Furious Grandmothers wrote:I came to a sudden realization over dinner. What are the religions that do not place humans on a high pedestal over other animals, plants and organisms? Alternatively, religions whereby humans may be reincarnated into other organism? This is because many simple organisms, especially unicellular ones that reproduce by mitosis, do not actually age and therefore, cannot die of aging. So once you are reincarnated as that form, you are stuck there, forever.
However, I linked this to a rather popular scientific hypothesis that death evolved as a way to prevent some harmful mutations that can occur with too many cell divisions. To put it simply, complex enough organisms that do not die would have their cells divide to the extent that enough mutations occur to lead to the organisms being less fit to survive as compared to organisms which die but accumulate less harmful mutations over their lifetimes to be fit enough to outcompete the "immortal" but unfit organisms. "Immortal" in the sense that one cannot die of aging.
Therefore, I was thinking that IF humans happened to mutate and regress to being immortal, since natural deaths cannot occur, would it be that the concept of afterlife becomes irrelevant? What becomes of the various beliefs of world religions, then?
Also, I was thinking of another point more important than what I mentioned in the third paragraph above. But it was a bit of a mindfuck for me, so I lost the train of thought while typing this verbose post, hopefully I will recall it soon. Obviously, also to do with religion.

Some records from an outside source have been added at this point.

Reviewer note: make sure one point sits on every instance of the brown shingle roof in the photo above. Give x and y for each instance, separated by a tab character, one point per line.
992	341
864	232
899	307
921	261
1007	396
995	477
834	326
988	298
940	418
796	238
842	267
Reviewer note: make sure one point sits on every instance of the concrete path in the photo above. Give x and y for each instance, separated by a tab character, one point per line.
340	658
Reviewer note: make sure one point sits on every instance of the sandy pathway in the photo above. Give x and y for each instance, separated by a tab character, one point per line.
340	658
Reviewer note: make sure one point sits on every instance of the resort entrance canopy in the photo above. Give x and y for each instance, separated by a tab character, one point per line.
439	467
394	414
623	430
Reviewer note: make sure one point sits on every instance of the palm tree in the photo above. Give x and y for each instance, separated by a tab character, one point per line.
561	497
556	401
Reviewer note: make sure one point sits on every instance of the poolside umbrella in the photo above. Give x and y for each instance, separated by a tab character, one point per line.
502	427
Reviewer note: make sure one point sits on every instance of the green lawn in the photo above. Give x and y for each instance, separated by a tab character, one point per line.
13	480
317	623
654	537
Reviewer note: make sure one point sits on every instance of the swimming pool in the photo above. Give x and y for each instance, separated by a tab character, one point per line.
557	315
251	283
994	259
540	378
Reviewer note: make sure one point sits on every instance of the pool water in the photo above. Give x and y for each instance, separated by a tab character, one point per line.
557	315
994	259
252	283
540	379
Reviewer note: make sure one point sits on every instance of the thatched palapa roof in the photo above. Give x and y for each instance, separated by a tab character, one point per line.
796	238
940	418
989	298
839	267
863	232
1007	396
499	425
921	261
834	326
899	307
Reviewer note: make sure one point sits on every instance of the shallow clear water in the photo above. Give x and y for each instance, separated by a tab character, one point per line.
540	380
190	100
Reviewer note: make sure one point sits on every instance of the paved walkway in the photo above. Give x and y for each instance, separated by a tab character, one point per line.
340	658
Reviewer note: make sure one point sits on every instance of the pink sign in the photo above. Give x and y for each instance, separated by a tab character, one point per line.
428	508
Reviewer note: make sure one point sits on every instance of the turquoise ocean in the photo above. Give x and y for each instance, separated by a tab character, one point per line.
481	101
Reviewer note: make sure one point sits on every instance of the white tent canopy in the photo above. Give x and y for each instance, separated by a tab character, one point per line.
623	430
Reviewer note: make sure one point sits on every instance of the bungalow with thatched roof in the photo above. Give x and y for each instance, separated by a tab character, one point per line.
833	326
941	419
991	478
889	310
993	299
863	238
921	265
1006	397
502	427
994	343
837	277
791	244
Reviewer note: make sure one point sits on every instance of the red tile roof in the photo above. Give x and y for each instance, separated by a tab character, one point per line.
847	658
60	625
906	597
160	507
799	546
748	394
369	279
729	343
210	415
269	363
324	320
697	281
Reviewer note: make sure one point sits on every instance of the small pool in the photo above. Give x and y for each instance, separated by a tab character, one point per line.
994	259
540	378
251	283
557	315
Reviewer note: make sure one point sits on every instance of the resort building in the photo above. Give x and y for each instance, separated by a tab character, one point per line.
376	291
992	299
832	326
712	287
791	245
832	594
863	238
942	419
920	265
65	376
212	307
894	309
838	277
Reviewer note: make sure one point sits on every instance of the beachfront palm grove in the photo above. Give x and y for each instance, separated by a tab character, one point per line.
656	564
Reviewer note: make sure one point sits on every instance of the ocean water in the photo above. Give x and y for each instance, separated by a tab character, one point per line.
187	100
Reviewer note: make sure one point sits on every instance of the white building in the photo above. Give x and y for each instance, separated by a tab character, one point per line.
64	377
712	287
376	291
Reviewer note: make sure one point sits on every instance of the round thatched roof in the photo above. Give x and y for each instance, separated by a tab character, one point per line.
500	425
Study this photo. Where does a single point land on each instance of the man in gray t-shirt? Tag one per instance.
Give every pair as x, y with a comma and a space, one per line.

Well yes... but then the concept of life would become irrelevant. Any value that life once had would stagnate. The population would either kill itself off due to lack of nutrition, or just stop having children.


Elaborate further, plox. Paint me a picture of your beliefs.

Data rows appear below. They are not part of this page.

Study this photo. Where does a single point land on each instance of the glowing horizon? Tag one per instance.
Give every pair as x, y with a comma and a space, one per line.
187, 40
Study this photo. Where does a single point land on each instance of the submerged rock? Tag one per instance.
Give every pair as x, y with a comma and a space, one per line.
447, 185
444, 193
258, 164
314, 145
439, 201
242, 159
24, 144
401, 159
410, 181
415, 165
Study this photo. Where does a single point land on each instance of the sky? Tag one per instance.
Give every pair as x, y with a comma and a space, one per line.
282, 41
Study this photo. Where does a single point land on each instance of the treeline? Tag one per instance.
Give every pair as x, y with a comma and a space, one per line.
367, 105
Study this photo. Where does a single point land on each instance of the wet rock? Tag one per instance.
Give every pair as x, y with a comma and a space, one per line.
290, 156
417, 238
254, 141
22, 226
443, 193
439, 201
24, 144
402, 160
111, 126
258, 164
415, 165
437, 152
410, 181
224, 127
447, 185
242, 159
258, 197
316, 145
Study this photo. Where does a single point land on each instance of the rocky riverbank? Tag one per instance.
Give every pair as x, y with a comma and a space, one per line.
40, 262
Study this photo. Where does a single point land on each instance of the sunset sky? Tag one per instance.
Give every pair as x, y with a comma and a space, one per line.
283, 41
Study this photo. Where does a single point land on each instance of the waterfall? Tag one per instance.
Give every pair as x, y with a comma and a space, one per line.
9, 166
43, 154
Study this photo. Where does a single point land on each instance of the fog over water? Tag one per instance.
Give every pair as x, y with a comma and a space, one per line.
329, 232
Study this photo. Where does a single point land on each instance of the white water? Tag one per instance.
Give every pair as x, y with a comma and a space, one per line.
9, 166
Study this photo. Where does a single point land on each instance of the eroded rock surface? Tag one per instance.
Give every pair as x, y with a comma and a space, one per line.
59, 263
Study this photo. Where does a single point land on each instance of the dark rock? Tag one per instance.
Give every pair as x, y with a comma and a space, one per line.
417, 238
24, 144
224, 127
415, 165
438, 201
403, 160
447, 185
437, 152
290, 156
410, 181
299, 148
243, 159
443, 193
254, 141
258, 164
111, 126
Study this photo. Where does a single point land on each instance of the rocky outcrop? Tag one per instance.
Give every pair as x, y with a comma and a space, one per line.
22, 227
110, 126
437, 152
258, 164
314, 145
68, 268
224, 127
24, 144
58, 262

My point is just that, when you take away death, what becomes of religion? Because it seems to me that the afterlife is a rather important concept in many religions. So it is very true that religion can continue on as a moral compass in a world moving at a blindingly fast pace where one can easily lose oneself.
I'd go further than that though. I hold that putting yourself even on a par with others is immoral. The only moral action is to do something that benefits you only when it benefits other people more than it disadvantages them. (Yes, this has lots and lots of implications. No, I don't hold myself to be moral, nowhere near).